The homeless issue in Southern California has a new facet to it that is adding new stress: fires.
As the homeless population in Southern California (as we reported on last month) continues to rise, accommodations are nowhere near in sight as the city of Los Angeles among other major centers in Southern California are being inundated with new waves of people who are unable to find housing.
Back in August, the city of Los Angeles which has the second-largest homeless population in the nation, attempted to alleviate the issue by passing an ordinance, first proposed by Councilman Bob Blumenfield in January of this year, greenlighting police removal of any person who lives, camps, or resides in any restricted zone; and can be punishable with a misdemeanor.

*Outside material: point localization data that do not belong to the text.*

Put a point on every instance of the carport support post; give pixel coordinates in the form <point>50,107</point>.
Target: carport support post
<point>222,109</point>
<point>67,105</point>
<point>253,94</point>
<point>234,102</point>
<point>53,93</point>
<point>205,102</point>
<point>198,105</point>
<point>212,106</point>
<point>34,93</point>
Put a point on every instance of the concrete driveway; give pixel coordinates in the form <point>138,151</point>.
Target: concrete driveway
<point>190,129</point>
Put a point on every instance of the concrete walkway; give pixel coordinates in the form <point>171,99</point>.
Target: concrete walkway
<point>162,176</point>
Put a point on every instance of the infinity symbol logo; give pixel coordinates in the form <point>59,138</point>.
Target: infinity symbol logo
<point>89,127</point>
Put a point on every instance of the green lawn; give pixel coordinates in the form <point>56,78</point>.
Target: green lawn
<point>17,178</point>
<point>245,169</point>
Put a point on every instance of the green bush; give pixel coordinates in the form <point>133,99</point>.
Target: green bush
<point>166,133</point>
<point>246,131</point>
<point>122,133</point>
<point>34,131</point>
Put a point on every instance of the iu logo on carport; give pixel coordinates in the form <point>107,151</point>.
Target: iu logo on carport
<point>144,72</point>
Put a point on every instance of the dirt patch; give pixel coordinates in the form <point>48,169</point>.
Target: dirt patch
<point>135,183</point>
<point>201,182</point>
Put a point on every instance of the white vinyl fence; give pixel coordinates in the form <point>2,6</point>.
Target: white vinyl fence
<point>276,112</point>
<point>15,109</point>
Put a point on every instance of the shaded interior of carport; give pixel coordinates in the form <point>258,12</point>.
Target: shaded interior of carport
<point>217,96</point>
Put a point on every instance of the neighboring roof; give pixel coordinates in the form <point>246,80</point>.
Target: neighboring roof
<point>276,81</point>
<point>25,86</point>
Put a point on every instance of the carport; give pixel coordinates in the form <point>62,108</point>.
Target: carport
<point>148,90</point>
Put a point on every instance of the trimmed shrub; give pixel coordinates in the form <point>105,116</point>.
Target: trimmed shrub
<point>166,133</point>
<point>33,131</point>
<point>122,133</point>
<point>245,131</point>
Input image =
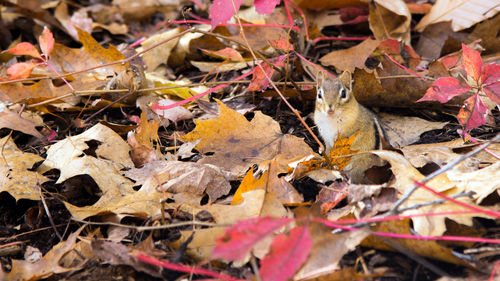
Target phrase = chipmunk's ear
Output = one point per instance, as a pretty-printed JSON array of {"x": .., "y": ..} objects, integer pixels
[{"x": 346, "y": 79}]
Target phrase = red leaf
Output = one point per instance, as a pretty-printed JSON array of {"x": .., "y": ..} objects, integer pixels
[
  {"x": 491, "y": 73},
  {"x": 473, "y": 114},
  {"x": 472, "y": 63},
  {"x": 444, "y": 89},
  {"x": 46, "y": 41},
  {"x": 20, "y": 70},
  {"x": 25, "y": 48},
  {"x": 225, "y": 54},
  {"x": 282, "y": 44},
  {"x": 493, "y": 91},
  {"x": 259, "y": 80},
  {"x": 241, "y": 237},
  {"x": 287, "y": 254},
  {"x": 222, "y": 10},
  {"x": 265, "y": 6}
]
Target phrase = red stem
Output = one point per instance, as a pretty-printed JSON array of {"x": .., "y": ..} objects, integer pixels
[{"x": 182, "y": 268}]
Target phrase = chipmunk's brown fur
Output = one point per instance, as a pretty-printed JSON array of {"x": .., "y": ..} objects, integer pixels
[{"x": 338, "y": 112}]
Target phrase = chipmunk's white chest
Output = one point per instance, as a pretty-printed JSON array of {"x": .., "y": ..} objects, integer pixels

Again in September, the Los Angeles City Council voted unanimously in approval of a new ordinance that will send authorities to remove any areas of homeless residence to remove the occupants; as the city reasoned they were prone to fire danger.
A month later in October, the police followed through by removing homeless residents that were in fire danger areas.
However, as Los Angeles tries to remove homeless residents who are fire-prone Orange county today got a wake-up call as a 2.75-acre wildfire broke out in the Cleveland National Forest near Silverado Canyon.
In April of 2019, a lawsuit had been filed with the allegations that many south Orange County cities had at best not done anything to address the fire danger of their homeless communities, or at worst flat out attempted to stop any attempt to resolve the homeless fire danger issue.
At present, it is not known if any homeless residents were affected by the wildfire as authorities attempt to deal with the aftermath of the blaze.
Continued refusal by civic leaders to address this issue will continue to exacerbate the problem as Orange County and other Southern California cities find themselves unable to help some of their most vulnerable citizens.